好酸球性炎症を基本病態とする気管支喘息においては,吸入ステロイド薬(ICS)の定期吸入が基本治療となる.しかし,最近の大規模臨床研究において,軽症喘息児ではICSの間欠投与が定期吸入と同等な臨床効果があり,さらに定期吸入によって身長の伸びに有意な影響を与えると報告され,ICSの間欠投与が注目されている.

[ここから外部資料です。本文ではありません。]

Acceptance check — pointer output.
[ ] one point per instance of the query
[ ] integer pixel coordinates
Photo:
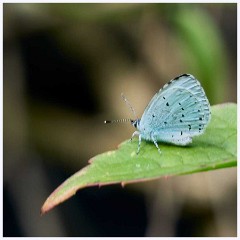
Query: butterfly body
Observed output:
(179, 111)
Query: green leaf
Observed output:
(216, 148)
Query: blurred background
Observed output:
(65, 67)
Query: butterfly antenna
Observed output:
(118, 121)
(129, 105)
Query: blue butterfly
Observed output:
(178, 112)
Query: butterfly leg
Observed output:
(139, 142)
(155, 142)
(134, 134)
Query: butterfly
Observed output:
(179, 111)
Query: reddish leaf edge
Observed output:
(53, 200)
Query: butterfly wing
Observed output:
(177, 112)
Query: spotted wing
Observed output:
(178, 111)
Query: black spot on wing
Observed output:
(183, 75)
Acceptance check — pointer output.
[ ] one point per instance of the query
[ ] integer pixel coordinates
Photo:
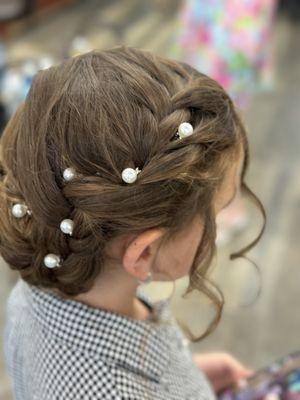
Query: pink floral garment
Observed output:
(228, 40)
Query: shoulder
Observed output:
(63, 372)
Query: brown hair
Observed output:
(101, 112)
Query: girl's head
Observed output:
(100, 113)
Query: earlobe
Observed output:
(140, 253)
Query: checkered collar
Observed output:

身長の伸びはICS開始当初の1-2年で約1 cmの差ができるが,それ以降には大きな変化がない.一方,間欠投与の効果は喘息発作の有無でみると定期吸入と差がないが,喘息無症状期間などいくつかの点で定期吸入に劣っており,その差が長期予後にどのように影響するかは明らかでない.また,間欠投与と言ってもどのようなタイミングでどの程度の期間吸入するかについて統一されたものはなく,実際の指導においては困難が予想される.さらに,間欠投与の適応とされる間欠型の喘息と定期吸入の適応となる持続型の喘息を単に喘息発作の程度や頻度で的確に判断できるかについては明らかでない.
以上のことから,喘息の長期管理におけるICSの間欠投与の位置付けは不明瞭であり,現時点では推奨される治療法とはならないと考える.